From Joshua Bennett and Juliana Schatz-Preston comes the short documentary film, Los Comandos. I suppose timing is everything. As this is being written, there’s a caravan from migrants from Honduras, Guatemala, and El Salvador making its way to Southern U.S. Border and inflaming the political debate. El Salvador is not the only country in desperate need of heroes. Not heroes who stand at a podium and lecture the rest of us, but heroes who willingly place their lives on the line for the sake of their fellow citizen.

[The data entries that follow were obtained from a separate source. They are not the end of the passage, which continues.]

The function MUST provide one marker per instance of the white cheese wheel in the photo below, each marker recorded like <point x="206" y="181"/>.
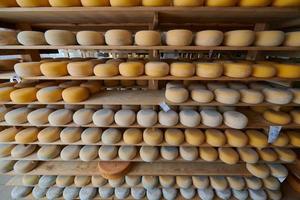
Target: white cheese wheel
<point x="239" y="38"/>
<point x="209" y="38"/>
<point x="186" y="37"/>
<point x="31" y="38"/>
<point x="269" y="38"/>
<point x="60" y="37"/>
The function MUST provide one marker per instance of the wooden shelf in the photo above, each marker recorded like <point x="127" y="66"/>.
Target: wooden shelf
<point x="140" y="169"/>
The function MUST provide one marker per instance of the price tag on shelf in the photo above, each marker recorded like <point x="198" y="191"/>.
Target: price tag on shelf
<point x="274" y="132"/>
<point x="164" y="106"/>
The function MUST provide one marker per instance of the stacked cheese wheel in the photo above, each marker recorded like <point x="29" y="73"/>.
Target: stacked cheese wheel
<point x="121" y="37"/>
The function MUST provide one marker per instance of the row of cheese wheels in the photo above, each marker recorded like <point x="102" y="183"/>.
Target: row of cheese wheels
<point x="120" y="37"/>
<point x="147" y="137"/>
<point x="111" y="68"/>
<point x="90" y="153"/>
<point x="20" y="192"/>
<point x="151" y="3"/>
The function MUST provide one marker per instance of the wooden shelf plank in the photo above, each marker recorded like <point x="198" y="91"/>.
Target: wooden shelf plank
<point x="140" y="169"/>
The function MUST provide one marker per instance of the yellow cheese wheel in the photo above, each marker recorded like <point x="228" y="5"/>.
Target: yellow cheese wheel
<point x="261" y="70"/>
<point x="277" y="117"/>
<point x="237" y="70"/>
<point x="186" y="37"/>
<point x="255" y="3"/>
<point x="124" y="3"/>
<point x="5" y="93"/>
<point x="292" y="39"/>
<point x="75" y="94"/>
<point x="95" y="3"/>
<point x="27" y="135"/>
<point x="8" y="38"/>
<point x="131" y="69"/>
<point x="65" y="3"/>
<point x="257" y="139"/>
<point x="24" y="95"/>
<point x="49" y="94"/>
<point x="239" y="38"/>
<point x="27" y="69"/>
<point x="54" y="69"/>
<point x="288" y="70"/>
<point x="60" y="37"/>
<point x="221" y="3"/>
<point x="286" y="3"/>
<point x="118" y="37"/>
<point x="90" y="38"/>
<point x="182" y="69"/>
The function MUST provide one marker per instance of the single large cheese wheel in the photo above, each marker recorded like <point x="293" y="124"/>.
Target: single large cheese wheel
<point x="287" y="70"/>
<point x="148" y="38"/>
<point x="269" y="38"/>
<point x="89" y="38"/>
<point x="24" y="95"/>
<point x="186" y="37"/>
<point x="255" y="3"/>
<point x="182" y="69"/>
<point x="227" y="96"/>
<point x="118" y="37"/>
<point x="277" y="117"/>
<point x="65" y="3"/>
<point x="292" y="39"/>
<point x="75" y="94"/>
<point x="236" y="138"/>
<point x="177" y="94"/>
<point x="209" y="38"/>
<point x="8" y="37"/>
<point x="31" y="38"/>
<point x="49" y="134"/>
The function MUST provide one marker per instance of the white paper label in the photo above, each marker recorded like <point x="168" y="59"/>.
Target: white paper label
<point x="165" y="106"/>
<point x="274" y="132"/>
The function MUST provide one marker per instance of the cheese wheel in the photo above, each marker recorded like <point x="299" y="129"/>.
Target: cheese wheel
<point x="106" y="69"/>
<point x="209" y="38"/>
<point x="286" y="3"/>
<point x="89" y="38"/>
<point x="255" y="3"/>
<point x="177" y="94"/>
<point x="153" y="136"/>
<point x="8" y="37"/>
<point x="107" y="153"/>
<point x="259" y="170"/>
<point x="103" y="117"/>
<point x="182" y="69"/>
<point x="48" y="152"/>
<point x="251" y="96"/>
<point x="148" y="38"/>
<point x="65" y="3"/>
<point x="60" y="117"/>
<point x="188" y="153"/>
<point x="236" y="138"/>
<point x="269" y="38"/>
<point x="277" y="117"/>
<point x="118" y="37"/>
<point x="24" y="95"/>
<point x="148" y="153"/>
<point x="287" y="70"/>
<point x="248" y="155"/>
<point x="169" y="153"/>
<point x="95" y="3"/>
<point x="31" y="38"/>
<point x="111" y="136"/>
<point x="239" y="38"/>
<point x="186" y="37"/>
<point x="227" y="95"/>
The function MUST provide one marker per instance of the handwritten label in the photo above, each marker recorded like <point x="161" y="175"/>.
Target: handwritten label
<point x="274" y="132"/>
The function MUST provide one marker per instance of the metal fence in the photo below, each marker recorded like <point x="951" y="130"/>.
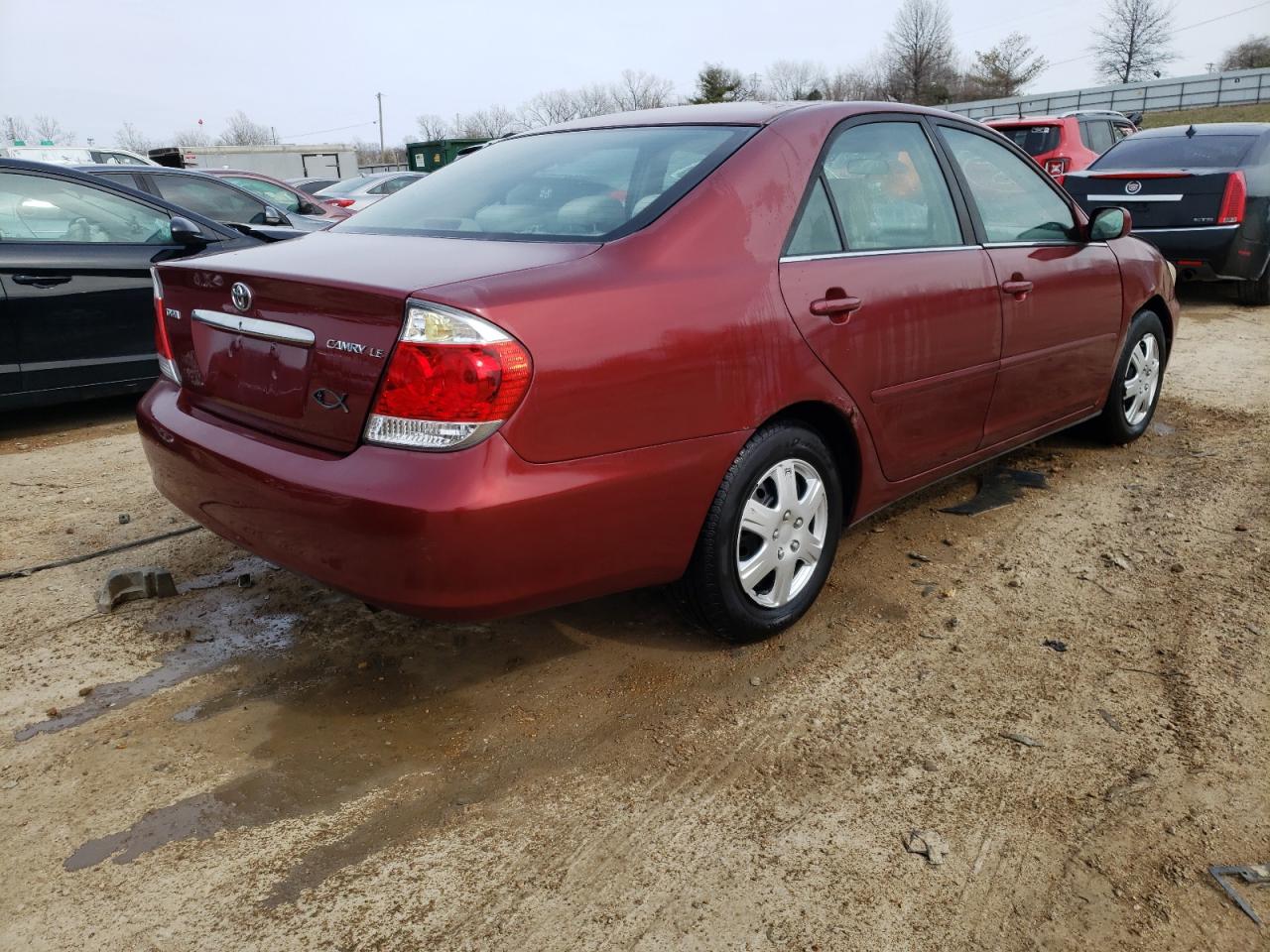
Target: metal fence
<point x="1233" y="87"/>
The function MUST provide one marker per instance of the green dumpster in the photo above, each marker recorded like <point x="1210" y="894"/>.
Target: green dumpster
<point x="429" y="157"/>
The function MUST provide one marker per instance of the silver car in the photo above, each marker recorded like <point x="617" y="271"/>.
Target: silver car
<point x="365" y="190"/>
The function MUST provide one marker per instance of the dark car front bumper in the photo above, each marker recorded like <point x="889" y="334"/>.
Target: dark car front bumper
<point x="474" y="534"/>
<point x="1209" y="253"/>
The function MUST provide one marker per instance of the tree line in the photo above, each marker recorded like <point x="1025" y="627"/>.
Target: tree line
<point x="919" y="62"/>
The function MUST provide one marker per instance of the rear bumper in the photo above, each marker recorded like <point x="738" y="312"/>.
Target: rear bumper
<point x="1209" y="253"/>
<point x="474" y="534"/>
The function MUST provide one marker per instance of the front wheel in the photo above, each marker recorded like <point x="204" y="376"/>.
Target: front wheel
<point x="1135" y="386"/>
<point x="770" y="537"/>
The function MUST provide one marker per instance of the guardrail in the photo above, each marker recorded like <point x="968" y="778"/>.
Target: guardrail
<point x="1232" y="87"/>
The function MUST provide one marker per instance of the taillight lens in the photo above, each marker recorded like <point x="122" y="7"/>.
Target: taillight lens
<point x="452" y="380"/>
<point x="163" y="345"/>
<point x="1233" y="199"/>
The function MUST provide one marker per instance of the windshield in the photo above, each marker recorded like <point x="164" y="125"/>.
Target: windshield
<point x="1034" y="140"/>
<point x="559" y="185"/>
<point x="1176" y="153"/>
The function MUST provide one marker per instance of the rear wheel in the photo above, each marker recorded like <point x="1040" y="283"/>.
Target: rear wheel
<point x="770" y="537"/>
<point x="1135" y="386"/>
<point x="1256" y="293"/>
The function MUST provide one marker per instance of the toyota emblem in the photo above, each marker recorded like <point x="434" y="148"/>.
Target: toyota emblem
<point x="240" y="295"/>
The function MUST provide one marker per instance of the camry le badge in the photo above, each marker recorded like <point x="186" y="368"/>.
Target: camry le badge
<point x="330" y="400"/>
<point x="240" y="295"/>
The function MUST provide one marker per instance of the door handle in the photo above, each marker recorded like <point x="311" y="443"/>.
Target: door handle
<point x="41" y="281"/>
<point x="839" y="306"/>
<point x="1017" y="287"/>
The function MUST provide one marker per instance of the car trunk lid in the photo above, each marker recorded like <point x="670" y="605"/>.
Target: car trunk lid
<point x="1157" y="198"/>
<point x="304" y="358"/>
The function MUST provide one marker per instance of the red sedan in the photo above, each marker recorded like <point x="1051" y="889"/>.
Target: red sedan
<point x="686" y="344"/>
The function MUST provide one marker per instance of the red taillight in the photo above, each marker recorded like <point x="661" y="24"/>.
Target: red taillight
<point x="451" y="381"/>
<point x="1233" y="199"/>
<point x="163" y="345"/>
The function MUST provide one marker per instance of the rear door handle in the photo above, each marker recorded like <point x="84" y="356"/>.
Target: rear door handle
<point x="41" y="281"/>
<point x="834" y="306"/>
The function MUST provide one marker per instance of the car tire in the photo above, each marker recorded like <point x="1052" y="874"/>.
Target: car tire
<point x="767" y="513"/>
<point x="1256" y="293"/>
<point x="1139" y="371"/>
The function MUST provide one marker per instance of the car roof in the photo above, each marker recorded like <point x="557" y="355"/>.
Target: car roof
<point x="1207" y="128"/>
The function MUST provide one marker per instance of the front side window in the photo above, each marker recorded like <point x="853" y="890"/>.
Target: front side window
<point x="273" y="194"/>
<point x="39" y="208"/>
<point x="594" y="184"/>
<point x="211" y="198"/>
<point x="1015" y="200"/>
<point x="888" y="186"/>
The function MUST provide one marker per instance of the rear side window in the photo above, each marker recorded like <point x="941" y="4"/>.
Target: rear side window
<point x="1178" y="153"/>
<point x="211" y="198"/>
<point x="589" y="184"/>
<point x="1034" y="140"/>
<point x="888" y="188"/>
<point x="1014" y="198"/>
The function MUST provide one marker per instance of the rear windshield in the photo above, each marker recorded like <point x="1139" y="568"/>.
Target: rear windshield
<point x="1176" y="153"/>
<point x="1034" y="140"/>
<point x="590" y="184"/>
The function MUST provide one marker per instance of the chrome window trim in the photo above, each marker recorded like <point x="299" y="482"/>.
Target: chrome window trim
<point x="1193" y="227"/>
<point x="875" y="253"/>
<point x="1123" y="198"/>
<point x="255" y="327"/>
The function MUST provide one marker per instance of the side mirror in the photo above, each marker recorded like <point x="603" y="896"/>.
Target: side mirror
<point x="186" y="232"/>
<point x="1110" y="223"/>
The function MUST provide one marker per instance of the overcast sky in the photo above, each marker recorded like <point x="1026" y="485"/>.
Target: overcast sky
<point x="313" y="75"/>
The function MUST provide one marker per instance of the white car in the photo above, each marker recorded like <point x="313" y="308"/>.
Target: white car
<point x="75" y="155"/>
<point x="358" y="193"/>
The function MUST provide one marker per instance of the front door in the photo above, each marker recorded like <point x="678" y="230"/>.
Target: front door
<point x="75" y="277"/>
<point x="884" y="286"/>
<point x="1061" y="296"/>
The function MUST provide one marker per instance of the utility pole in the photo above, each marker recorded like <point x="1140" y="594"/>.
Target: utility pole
<point x="380" y="98"/>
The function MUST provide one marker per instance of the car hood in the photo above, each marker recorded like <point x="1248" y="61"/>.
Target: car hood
<point x="390" y="263"/>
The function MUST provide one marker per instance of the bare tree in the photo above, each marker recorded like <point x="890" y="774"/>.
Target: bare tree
<point x="130" y="137"/>
<point x="191" y="137"/>
<point x="241" y="131"/>
<point x="1006" y="68"/>
<point x="16" y="128"/>
<point x="432" y="127"/>
<point x="920" y="53"/>
<point x="1252" y="54"/>
<point x="1132" y="42"/>
<point x="642" y="90"/>
<point x="50" y="130"/>
<point x="486" y="123"/>
<point x="794" y="79"/>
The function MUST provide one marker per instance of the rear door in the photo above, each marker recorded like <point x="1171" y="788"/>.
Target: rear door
<point x="75" y="272"/>
<point x="1060" y="296"/>
<point x="884" y="284"/>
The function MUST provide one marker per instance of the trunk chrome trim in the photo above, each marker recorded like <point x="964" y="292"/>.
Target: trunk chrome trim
<point x="255" y="327"/>
<point x="1121" y="199"/>
<point x="880" y="252"/>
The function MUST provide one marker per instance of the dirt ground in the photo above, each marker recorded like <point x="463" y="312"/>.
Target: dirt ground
<point x="264" y="765"/>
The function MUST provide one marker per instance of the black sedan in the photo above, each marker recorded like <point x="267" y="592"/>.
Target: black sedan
<point x="1199" y="193"/>
<point x="76" y="312"/>
<point x="206" y="194"/>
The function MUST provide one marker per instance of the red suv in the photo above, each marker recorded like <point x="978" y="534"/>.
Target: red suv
<point x="1069" y="143"/>
<point x="681" y="344"/>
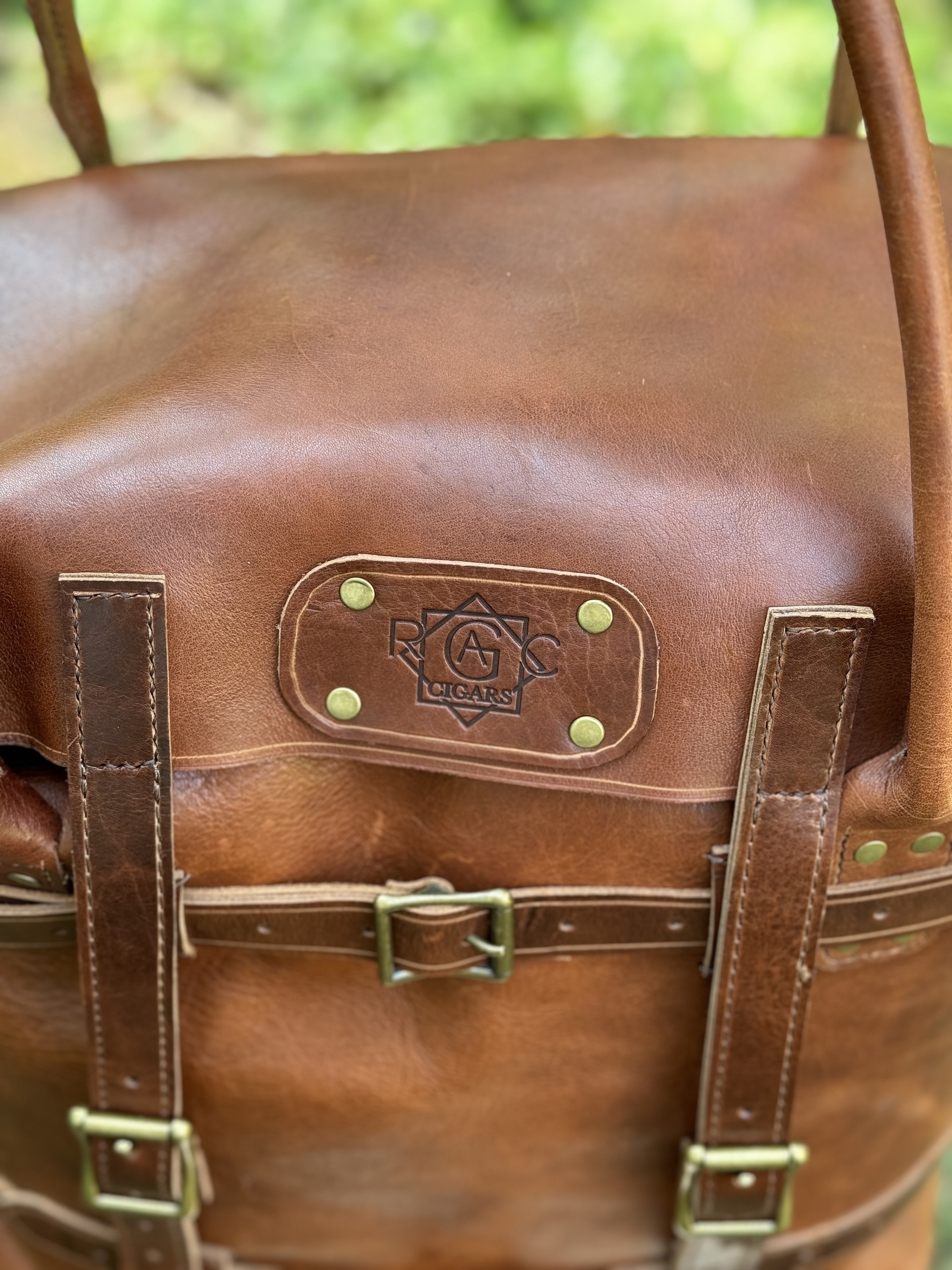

Los Comandos takes us into the center of the unrest in El Salvador. A country overrun by violence from gangs and the military, where average citizens are caught in the middle of the chaos. Los Comandos is a team of brave volunteers ranging from older children to mature adults, who essentially act as their districts medical first responders. Basically, they’re paramedics. They arrive on the scene and care of any wounded regardless of what “side” they’re on. The job is to save lives.
Los Comandos is comprised mostly of young teens as the older kids and young adults are recruited into gangs. The film focuses primarily on sixteen-year-old Mimi and follows her from the start of the day as she dons her bright yellow uniform and rides in the ambulance. Her heroism comes in three ways. First, is that drive to save lives. Because maybe saving a life is a step closer to ending her country’s violence. Second, is service to her country. Not everyone wants to leave, even though her family, friends, and everyone else would go if they could. Lastly, she is putting her life on the line. The people she helps are victims of violence from guns, knives, and gangs. Just because Los Comandos arrives to help, that doesn’t mean the violence stops and the danger ends.
“…a team of brave volunteers ranging from older children to mature adults, who essentially act as their districts medical first responders.”
Midway through the film’s narrative, everything takes an abrupt turn when 14-year-old Erick, one of theirs, is gunned down because he refused to join the local gang. Now, the gang members are after his family. His death is taken hard by everyone. The government is forced to shut down that district’s Los Comandos, and the teen volunteers are forced to go home and wait. Anxiety rises because sitting around doing nothing is just as dangerous as actively helping those in the line of fire.
So, there’s this caravan approaching the southern border. Watch the cable news networks and what is disgusting is how they take a humanitarian crisis and instantly make it political. Yeah, both sides. We talk about these migrants and then immediately follow up with the “that’s why you should vote for fill-in-the-blank.” Los Comandos sheds light on the situation in El Salvador providing on-the-ground coverage of the dire situation, its citizens face. In turn, we understand why they want to leave.
Los Comandos works because it informs and inspires. It is a little depressing to watch, says this very comfortable Westerner. While we pat ourselves on the back extolling our own personal bravery at the voting box, it shows us that there is still hope emanating from young millennials caught in a literal cross-fire and sacrificing themselves for the scant hope of a better life.
Los Comandos (2018) Directed by Joshua Bennett, Juliana Schatz-Preston. Los Comandos won Best Short at the 2018 Los Angeles Cinefest and Austin Film Festival.